Many children have difficulty taking ownership of their mistakes. Children commonly deny wrongdoing or blame a sibling, which I refer to as The Blame Game.
“I didn’t do it,” “It’s his fault, he made me do it,” or “It wasn’t my fault, he pushed me first” are fairly typical responses from young children. Sometimes a little fib requires an explanation, and then a child finds himself in the position of weaving a story around what becomes a grand lie.
At that point it may become too difficult for children to admit their mistakes and tell the truth because they are afraid of the repercussions from their lies. Children can become comfortable with blaming or lying, because it’s easier than getting into trouble, or sometimes because a lie sounds better than the truth.

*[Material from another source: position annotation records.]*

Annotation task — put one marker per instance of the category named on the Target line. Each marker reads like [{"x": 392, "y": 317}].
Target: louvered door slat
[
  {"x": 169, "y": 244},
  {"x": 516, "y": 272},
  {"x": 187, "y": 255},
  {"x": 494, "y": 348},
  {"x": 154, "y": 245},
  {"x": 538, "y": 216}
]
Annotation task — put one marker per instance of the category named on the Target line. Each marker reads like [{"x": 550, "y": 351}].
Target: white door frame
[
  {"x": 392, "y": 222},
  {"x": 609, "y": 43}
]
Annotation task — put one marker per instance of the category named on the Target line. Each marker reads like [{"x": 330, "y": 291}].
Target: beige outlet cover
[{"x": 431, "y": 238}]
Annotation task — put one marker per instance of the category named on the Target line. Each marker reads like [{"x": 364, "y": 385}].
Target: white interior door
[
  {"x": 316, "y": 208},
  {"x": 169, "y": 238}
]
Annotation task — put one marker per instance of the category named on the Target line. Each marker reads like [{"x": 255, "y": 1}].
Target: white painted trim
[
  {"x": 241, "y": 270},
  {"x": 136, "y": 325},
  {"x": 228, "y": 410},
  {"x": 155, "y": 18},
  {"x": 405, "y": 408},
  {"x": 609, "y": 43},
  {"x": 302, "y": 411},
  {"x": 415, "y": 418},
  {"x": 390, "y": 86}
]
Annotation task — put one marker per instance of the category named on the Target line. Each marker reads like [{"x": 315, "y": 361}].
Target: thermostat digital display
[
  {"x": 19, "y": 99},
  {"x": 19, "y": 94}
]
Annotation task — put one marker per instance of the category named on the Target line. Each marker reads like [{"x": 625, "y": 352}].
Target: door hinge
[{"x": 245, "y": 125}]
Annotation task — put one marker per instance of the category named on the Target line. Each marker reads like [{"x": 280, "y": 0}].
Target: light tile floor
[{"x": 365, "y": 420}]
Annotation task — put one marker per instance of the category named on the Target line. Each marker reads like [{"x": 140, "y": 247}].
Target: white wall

Feeling safe enough to tell the truth is a wonderful feeling. We can make it easier for our children to do that by teaching them that if they make a mistake, they can always “come back,” admit the mistake, tell the real story, and we won’t be angry with them. In fact, we will be pleased that they did “come back” to be honest. Allowing a child to come back without fear of punishment provides a feeling of safety and comfort, which helps them to be more successful in telling the truth.
Parents often ask how to get their preschoolers to tell the truth. There are so many wonderful books that can be followed up with light conversations about the importance of trust and the truth. Recognizing or rewarding a child with verbal praise each time they are accurate or truthful will reinforce the behavior that we want: the truth.
I’ve been working with a family who has a 9-year-old who lies about many things throughout each day, many of which are insignificant pieces of information. Her parents are very concerned that she has become a habitual liar, and they feel the need to question everything. She isn’t trusted and her word holds no value. Nothing they’ve tried has made a difference.
I suggested that they try to break the cycle and teach her how good it feels to tell the truth, by teaching her the “come back.” Using the term the “come back” makes it less threatening for a child to implement the actual tool: the opportunity to return without fear.